For a long time it was considered a bit odd if your parents played video games, as if some sort of generational wall was being breached which you were desperately trying to defend. For me, it wasn't that odd.
As a child, my Dad introduced me to Pong and then, to the Atari 2600. We would battle at River Raid for hours and I would inevitably end up throwing my controller as I unsuccessfully attempted to fly through just one more narrow canyon.
Then, as I grew into my teens and the SNES and Genesis came out, what with their multitude of buttons, my Dad fell off of the gaming train and has yet to get back on.
And that brings us to today, where my Dad is actually in the minority of fifty somethings who don't play any sort of video game, much less a casual computer game. Nope he sticks to his paper-based crosswords and Sudokus.
As CBS News contributer Lloyd Garver writes in this column, the boomers who 20 years ago were yelling at their kids to get off that damn gaming machine now consider gaming to be among the most important activities in their lives.

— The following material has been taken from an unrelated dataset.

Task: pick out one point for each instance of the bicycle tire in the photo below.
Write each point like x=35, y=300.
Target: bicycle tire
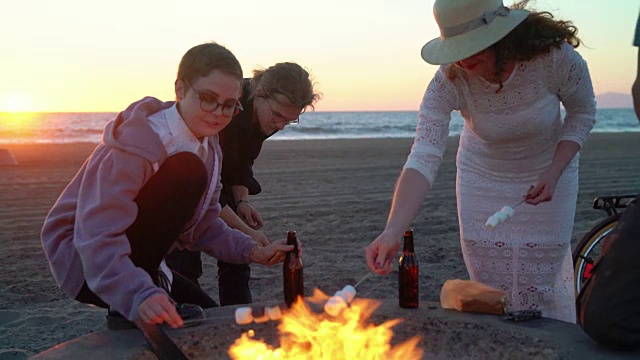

In a recent survey of people who play computer games, when shown a list of leisure activities and asked to say which ones were important to them, 77 percent of people over 50 chose playing computer games. Seventy-three percent chose reading, and only 65 percent chose "spending time with friends and family."
Obviously, a big part of this is the online casual games segment dominated by PopCap and EA's Pogo. These games are familiar to the older generations and allow for interaction with others.
Another large part of this is Nintendo's Touch Generations line of games which include titles such as Brain Age and Nintendogs; casual games that keep the brain active and are easy to use and understand.
As time goes on, the part of the population that has never played games will disappear. In fifty years everybody will have played a computer and/or video game at some point in their lives.
The generational wall is crumbling, and that's a good thing.